This may be a little late, but I'll second Roy's recommendation of a Retro.  Additionally, if you've got an end left over from your pen blank, you can turn a replacement dome for the cap.  Adds a lot to it.  I've done about a dozen of them that way, but I don't have any good pictures of them.  Here's one i just shot with my cell phone of two.  Not great, but you can get the idea.  retro pens.  Aaron Lau sells the component sets, and the Jr. gent/statesman bushings will work with them.  Definitely pair the pen with an upgrade nib, and check with your friend on whether she wants XF, F, or M nib before you order one.

HTH,
dow


----------



## Smitty37 (Mar 20, 2012)

*Hmmmm*



OKLAHOMAN said:


> might be a little BIG for most woman. Another thought is the Retro.Here are a couple off photos: 1st a Retro with Gator and Black Bakelite second an Emperor with Gator and black PR


 Unless of course, she is like one of my sisters-in-law (God rest her soul) who had a hand big enough to play center for the Lakers.  Came from a family that half of them were tall with large hands (and feet) and she was not an exception.  At 5'10" tall we were the same height but her hands were much bigger than mine.


----------



## avbill (Mar 20, 2012)

If you are doing a gator  you first have to decide if you are buying the blank  or are you casting the blank.  I buy my gator blanks from Roy  / Mr. Classic Nibs.com  I believe he only carries Jr  and Full Statesmen sizes.  

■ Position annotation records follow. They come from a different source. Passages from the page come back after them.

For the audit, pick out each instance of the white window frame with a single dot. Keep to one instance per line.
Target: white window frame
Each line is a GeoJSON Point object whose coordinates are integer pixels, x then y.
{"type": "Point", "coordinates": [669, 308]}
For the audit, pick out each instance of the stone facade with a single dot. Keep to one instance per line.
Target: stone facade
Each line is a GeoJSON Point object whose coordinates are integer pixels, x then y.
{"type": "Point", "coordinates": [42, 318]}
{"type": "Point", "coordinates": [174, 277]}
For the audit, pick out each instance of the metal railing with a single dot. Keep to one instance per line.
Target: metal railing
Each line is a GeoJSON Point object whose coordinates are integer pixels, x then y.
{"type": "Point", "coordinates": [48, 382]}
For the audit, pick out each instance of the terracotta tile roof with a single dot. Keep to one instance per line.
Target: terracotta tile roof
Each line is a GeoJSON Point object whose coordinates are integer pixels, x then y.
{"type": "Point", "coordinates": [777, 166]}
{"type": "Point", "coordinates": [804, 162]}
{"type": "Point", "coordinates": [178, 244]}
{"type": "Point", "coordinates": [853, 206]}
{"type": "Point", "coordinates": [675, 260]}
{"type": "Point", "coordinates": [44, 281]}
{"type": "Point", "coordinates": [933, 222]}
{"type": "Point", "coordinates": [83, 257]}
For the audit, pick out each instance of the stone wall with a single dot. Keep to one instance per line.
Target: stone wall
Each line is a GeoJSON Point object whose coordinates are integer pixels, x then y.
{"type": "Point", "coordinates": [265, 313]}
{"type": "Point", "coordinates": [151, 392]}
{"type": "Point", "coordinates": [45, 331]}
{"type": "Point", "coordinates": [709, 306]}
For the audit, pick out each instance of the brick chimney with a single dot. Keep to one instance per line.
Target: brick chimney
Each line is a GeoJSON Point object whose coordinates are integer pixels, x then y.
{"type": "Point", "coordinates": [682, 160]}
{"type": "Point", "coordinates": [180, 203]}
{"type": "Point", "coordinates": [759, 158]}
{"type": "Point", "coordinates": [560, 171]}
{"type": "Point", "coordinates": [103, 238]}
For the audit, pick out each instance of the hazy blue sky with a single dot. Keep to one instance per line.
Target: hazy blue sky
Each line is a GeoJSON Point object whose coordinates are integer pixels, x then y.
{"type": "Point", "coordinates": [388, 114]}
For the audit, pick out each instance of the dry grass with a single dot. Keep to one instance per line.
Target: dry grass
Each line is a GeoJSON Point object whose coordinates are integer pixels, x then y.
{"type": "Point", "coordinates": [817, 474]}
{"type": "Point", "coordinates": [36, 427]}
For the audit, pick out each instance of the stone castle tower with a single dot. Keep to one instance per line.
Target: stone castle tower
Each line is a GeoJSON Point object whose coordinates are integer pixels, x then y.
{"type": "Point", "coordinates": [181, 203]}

If you are castings the blank you can do any one of the fountain pen kits


----------



## 76winger (Mar 20, 2012)

Shock me said:


> I've had some pretty strong negative reactions to the Nouveau Sceptre because the tip is rather, well I'll just go ahead and say it, rather phallic. It's pretty much a deal-breaker if they notice...

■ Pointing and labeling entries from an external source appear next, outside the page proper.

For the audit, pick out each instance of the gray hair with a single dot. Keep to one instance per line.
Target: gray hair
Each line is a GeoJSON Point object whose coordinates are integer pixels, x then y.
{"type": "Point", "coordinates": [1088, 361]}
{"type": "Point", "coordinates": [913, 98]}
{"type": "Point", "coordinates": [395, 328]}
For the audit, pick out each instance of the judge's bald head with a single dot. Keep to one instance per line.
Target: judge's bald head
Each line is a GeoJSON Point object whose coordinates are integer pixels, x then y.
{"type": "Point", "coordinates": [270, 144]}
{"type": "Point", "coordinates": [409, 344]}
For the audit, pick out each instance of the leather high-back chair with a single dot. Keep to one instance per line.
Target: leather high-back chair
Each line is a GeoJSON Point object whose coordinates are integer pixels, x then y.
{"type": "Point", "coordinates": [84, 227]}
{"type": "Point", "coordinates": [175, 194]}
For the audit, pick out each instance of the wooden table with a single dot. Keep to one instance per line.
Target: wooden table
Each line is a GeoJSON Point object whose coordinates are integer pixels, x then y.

Interesting (and probably for a different thread), I've only made one as a fountain pen so far but hand no problems with it, and it wrote beautifully, even with the stock nib. And what makes the Nouveau Sceptre nice is basically what Andy said earlier.  I think the elegant curves on the section and final give the Sceptre a beauty that many other component set pens can only be described as "blocky" by comparison. That's what makes it attractive to many. Definitely one of my better sellers.


----------



## Smitty37 (Mar 21, 2012)

*Hmmmm*



Shock me said:


> I've had some pretty strong negative reactions to the Nouveau Sceptre because the tip is rather, well I'll just go ahead and say it, rather phallic. It's pretty much a deal-breaker if they notice...


 My guess it that is because the piece the tip screws into is probably interchangeable between the fountain pen and rollerball.  To be honest it dosen't look like that to me.


----------



## dow (Mar 21, 2012)

Sorry, I messed up the link in my previous quote.  Please try this one.  

LINK TO RETRO PICTURE

Once again, sorry for the messed up link.

Oh, and here's a link to a great tutorial in the library:  Thin Custom Finials

Thanks,
Dow



dow said:


> ...you can turn a replacement dome for the cap...  Here's a just shot with my cell phone of two.  Not great, but you can get the idea.  retro pens ...


----------



## DavidWayne1971 (Apr 2, 2012)

Thanks to everyone for the input. And a special thanks to Roy over at Classicnibs for the kits, and tkbarron for the blanks. She fell in love with the pen, she said she couldnt imagine it looking any more beautiful than it did. Ill be posting a couple pics in SOYP in a few minutes


----------



## joefyffe (Apr 4, 2012)

Ah Yes!!    +1 for Roy and Indy-Pen-Dance!!!!!:highfive::highfive::highfive:





OKLAHOMAN said:


> I second the Jr. Statesman. High quality, & good looking with Gator to boot.


----------